IIS7 provides quite a few ways to create websites, applications, and application pools.  The simplest way of course is to use the new GUI Administration tool, where your new website is always a few mouse-clicks away.

But, what if you need to create 10, 100, or even 10,000 websites?  Unless you own a farm of trained pigeons, using the GUI would certainly not be your first choice.  Fortunately, IIS7 comes with quite a few alternatives for automated configuration management, including:

·         AppCmd command line tool

·         Scriptable COM-based API

·         A WMI provider

·         The .NET Microsoft.Web.Administration namespace. 

All of these can be used to edit any IIS7 configuration, and most also provide simplified ways to create websites, applications, and application pools.

But, which one is the fastest way to get it done?

Both WMI, MWA, and scriptable COM have a pretty high upfront investment in developing the script/code to create the sites.  AppCmd allows you to create a website in one line at the command line, and from this perspective it’s very hard to beat.  This is the main reason why AppCmd is my weapon of choice in this situation.

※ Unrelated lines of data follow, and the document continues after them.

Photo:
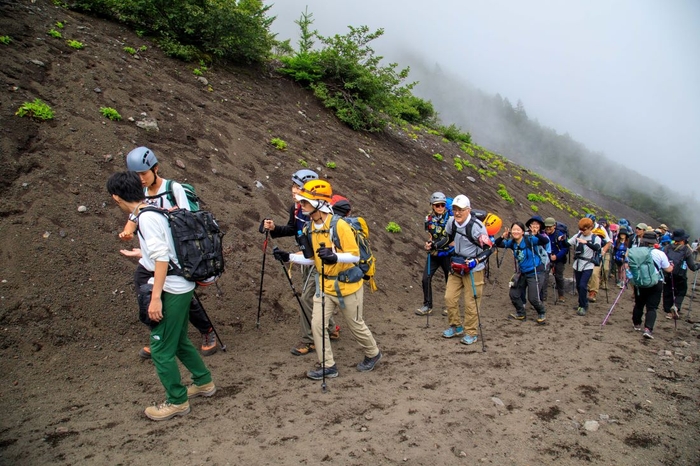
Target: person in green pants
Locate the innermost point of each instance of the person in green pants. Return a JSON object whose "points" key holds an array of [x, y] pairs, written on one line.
{"points": [[169, 305]]}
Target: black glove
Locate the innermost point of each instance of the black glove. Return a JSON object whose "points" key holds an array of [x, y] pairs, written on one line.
{"points": [[280, 255], [327, 255]]}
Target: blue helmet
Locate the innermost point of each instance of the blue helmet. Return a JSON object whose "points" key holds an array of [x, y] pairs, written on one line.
{"points": [[141, 159]]}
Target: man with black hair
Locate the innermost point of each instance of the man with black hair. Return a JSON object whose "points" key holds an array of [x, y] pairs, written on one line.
{"points": [[169, 303], [560, 249], [294, 227], [676, 283], [164, 194]]}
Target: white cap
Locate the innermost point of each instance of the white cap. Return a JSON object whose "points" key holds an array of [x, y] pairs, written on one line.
{"points": [[461, 201]]}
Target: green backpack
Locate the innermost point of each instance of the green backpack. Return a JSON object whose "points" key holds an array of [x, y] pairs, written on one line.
{"points": [[645, 274]]}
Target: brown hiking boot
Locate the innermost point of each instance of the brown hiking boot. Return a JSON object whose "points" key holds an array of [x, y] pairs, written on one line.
{"points": [[145, 352], [208, 389], [209, 343], [303, 348], [167, 410], [592, 295]]}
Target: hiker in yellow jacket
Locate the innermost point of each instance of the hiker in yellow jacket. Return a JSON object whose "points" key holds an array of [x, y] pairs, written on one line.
{"points": [[333, 250]]}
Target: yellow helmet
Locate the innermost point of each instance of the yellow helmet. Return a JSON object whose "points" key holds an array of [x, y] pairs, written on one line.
{"points": [[317, 190]]}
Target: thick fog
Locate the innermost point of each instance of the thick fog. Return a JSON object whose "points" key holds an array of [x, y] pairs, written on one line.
{"points": [[622, 76]]}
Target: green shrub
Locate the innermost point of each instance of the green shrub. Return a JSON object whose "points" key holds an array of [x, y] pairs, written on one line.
{"points": [[74, 44], [36, 109], [278, 143], [238, 31], [109, 112], [393, 227], [503, 192], [347, 76]]}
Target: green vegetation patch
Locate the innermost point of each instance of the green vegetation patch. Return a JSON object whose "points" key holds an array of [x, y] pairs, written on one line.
{"points": [[109, 112], [393, 227], [503, 192], [278, 143], [36, 109]]}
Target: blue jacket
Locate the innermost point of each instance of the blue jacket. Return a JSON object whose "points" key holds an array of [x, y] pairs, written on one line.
{"points": [[526, 252], [559, 245]]}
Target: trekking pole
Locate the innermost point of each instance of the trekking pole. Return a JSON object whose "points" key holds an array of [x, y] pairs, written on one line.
{"points": [[262, 276], [221, 343], [476, 303], [537, 282], [622, 290], [291, 284], [323, 324], [692, 293], [602, 272], [674, 309], [427, 314]]}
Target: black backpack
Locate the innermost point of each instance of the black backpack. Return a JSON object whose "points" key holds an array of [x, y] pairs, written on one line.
{"points": [[197, 238]]}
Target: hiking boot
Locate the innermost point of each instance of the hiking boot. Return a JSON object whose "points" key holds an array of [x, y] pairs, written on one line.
{"points": [[303, 348], [209, 343], [469, 339], [208, 389], [317, 374], [368, 364], [166, 410], [453, 332], [145, 352]]}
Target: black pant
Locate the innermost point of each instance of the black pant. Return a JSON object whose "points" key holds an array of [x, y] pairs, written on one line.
{"points": [[649, 297], [558, 270], [675, 286], [582, 279], [198, 317], [432, 264], [531, 283]]}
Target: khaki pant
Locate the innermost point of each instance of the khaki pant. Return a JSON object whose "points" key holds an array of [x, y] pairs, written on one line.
{"points": [[355, 322], [598, 275], [453, 293]]}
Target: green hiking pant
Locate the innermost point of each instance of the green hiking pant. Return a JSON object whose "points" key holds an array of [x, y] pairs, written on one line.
{"points": [[169, 340]]}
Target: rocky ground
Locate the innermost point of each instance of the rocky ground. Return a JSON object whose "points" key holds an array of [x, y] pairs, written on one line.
{"points": [[569, 392]]}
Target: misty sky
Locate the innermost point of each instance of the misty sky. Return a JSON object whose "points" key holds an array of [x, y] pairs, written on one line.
{"points": [[620, 76]]}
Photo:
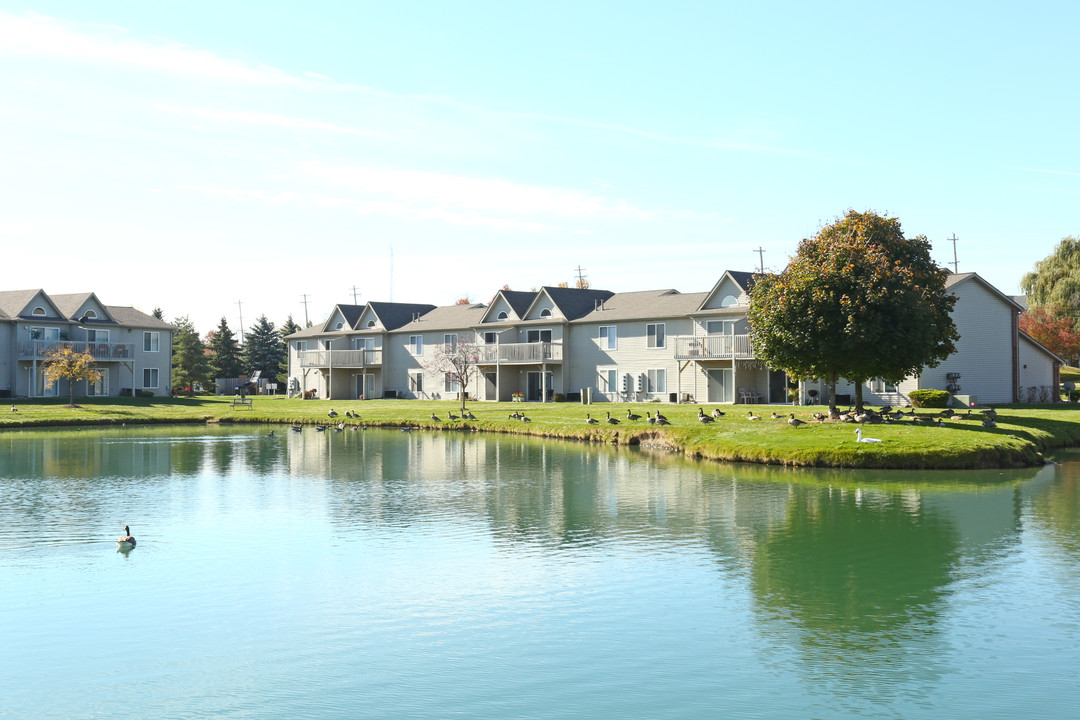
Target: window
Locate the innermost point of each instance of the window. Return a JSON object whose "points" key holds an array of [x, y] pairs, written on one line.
{"points": [[656, 333], [49, 334], [609, 339], [538, 336], [100, 388], [658, 381]]}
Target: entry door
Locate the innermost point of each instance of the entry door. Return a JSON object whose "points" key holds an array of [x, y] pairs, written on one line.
{"points": [[720, 382]]}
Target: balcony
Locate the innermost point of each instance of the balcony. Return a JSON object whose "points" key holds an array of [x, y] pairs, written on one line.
{"points": [[714, 347], [520, 353], [343, 358], [102, 351]]}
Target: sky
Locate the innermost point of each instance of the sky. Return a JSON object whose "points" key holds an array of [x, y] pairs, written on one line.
{"points": [[244, 159]]}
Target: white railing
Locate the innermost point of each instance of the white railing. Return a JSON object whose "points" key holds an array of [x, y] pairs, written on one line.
{"points": [[340, 357], [100, 351], [714, 347], [520, 352]]}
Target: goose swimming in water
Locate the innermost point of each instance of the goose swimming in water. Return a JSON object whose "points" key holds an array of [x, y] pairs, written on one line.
{"points": [[127, 541]]}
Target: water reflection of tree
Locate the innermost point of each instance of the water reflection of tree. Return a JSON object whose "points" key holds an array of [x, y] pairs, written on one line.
{"points": [[863, 578]]}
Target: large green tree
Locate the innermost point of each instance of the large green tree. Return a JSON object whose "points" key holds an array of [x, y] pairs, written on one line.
{"points": [[190, 365], [860, 301], [225, 360], [1054, 283], [264, 350]]}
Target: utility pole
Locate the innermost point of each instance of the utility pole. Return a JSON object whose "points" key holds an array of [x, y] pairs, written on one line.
{"points": [[581, 276], [305, 301]]}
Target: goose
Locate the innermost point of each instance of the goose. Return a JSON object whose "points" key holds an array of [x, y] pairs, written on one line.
{"points": [[127, 541]]}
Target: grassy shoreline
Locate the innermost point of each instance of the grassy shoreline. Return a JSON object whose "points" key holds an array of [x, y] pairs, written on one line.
{"points": [[1022, 436]]}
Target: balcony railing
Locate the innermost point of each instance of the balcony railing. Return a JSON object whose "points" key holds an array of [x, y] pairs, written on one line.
{"points": [[100, 351], [340, 358], [714, 347], [521, 353]]}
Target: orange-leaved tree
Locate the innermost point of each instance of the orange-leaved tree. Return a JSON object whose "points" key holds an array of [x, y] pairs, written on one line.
{"points": [[63, 363]]}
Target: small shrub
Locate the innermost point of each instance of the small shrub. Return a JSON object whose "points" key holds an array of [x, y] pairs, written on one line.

More interestingly, it turns out that AppCmd can also provide the best performance for creating a large amount of websites on Windows Server 2008 when compared to the other options.  This should come as a surprise, especially when you consider that with some extra work you can create a WMI/Ahadmin COM script or .NET program using MWA that create all of the sites in a single run, as opposed to starting AppCmd a 1000 times.

Indeed, you won’t get this performance if you write a batch file to run a 1000 of AppCmd Add Site commands, due to the high cost of starting a process and the expensive one-time initialization performed inside AppCmd.

To get this performance, you need to take advantage of, drum roll, command pipelining (You can learn more about it my previous post, Do complex IIS management tasks easily with AppCmd command piping).

Using AppCmd to bulk create IIS7 websites and application pools

To recap quickly, AppCmd supports piping the output of the LIST command as XML to another AppCmd command, which can take that output as its input.  This allows multiple AppCmd commands to be chained together and essentially create a pipeline of related operations.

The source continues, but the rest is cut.